JD sputtered some irrelevant quotes from Das Kapital, Lenin, Mao, or maybe Abbie Hoffman, which were lost in the clattering of the California Street cable car that had come chugging by, loaded with noisy tourists. When it had safely passed, JD tried again. “As the common man,” he began - and got nothing else out as Brigs and Coop both erupted in laughter. I had to control myself, as I was guffawing so loudly, I almost gave away the fact that I could understand every word.
“What a twat,” I muttered. Because he dresses like a hobo, he thinks he’s the common man? Oy vey iz mir!”
Brigs went in for the kill. “The common man! You have an undergraduate degree from a private elite university initially funded by robber baron-in-chief, John D. Rockefeller!
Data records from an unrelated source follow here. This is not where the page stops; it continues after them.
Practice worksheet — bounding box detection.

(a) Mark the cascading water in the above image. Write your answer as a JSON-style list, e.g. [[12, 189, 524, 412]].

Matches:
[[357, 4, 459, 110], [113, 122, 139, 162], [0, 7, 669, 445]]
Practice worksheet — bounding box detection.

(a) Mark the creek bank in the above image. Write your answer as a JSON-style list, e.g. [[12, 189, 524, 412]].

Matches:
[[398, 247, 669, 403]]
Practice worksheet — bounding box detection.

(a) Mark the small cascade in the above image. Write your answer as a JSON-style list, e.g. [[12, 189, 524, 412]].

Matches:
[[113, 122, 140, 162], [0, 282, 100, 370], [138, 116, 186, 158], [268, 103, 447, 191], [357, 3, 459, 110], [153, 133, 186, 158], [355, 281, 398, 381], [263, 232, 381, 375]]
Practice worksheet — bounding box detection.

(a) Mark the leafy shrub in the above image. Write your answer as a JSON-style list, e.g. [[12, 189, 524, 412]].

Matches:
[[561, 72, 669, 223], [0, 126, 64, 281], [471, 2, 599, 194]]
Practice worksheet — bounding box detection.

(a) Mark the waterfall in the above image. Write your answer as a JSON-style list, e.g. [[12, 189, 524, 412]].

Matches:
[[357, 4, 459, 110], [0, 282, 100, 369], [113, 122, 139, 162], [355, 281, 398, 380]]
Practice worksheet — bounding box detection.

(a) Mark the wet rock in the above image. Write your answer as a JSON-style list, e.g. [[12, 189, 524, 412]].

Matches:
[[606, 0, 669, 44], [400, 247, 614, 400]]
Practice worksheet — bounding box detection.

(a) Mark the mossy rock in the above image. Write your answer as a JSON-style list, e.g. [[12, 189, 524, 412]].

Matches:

You’re enrolled to get a PhD in some esoteric subject at another. You read Karl Marx, Leon Trotsky, and Antonio Gramsci for fun! You barely know how to drive, and you’re a flaming atheist. You room with an African American and an agnostic Jew! You are as much the common man as I am the Grand Cyclops of the Ku Klux fuckin’ Klan!”
With that, Brigs and Coop nearly collapsed in fits of laughter. JD, nonplussed, recognized instantly that he had made a tragic error, one that would follow him for a lifetime. But that did not stop him. He continued ranting about capitalist dystopia for another five minutes, and only stopped when we were accosted by a naked homeless man in front of Safeway warning of the coming apocalypse. At that point he realized that our continuing laughter was making it difficult for him to get across the finer points of his well-honed discourse.
When we crossed California in the parking lot and the laughter had subsided, Brigs stopped dead in his tracks looking perplexed.
“Coop, I know this will sound nuts, but I could swear that Cal was following our conversation. It even sounded like he was speaking Yiddish!”
JD pitched in, “you say I’m nuts! You think the dog can understand economics and speaks Yiddish? Wow, too much time figuring out which legitimate claimant not to pay, my friend. You need to get out more.”
Coop could not resist. “He’s a Great Pyrenees, Brigs, he’s pretty smart, but Yiddish, no chance. Now if you thought you heard him speaking Basque, I might entertain the thought.”
And with that, they all laughed, though Coop a little uncomfortably.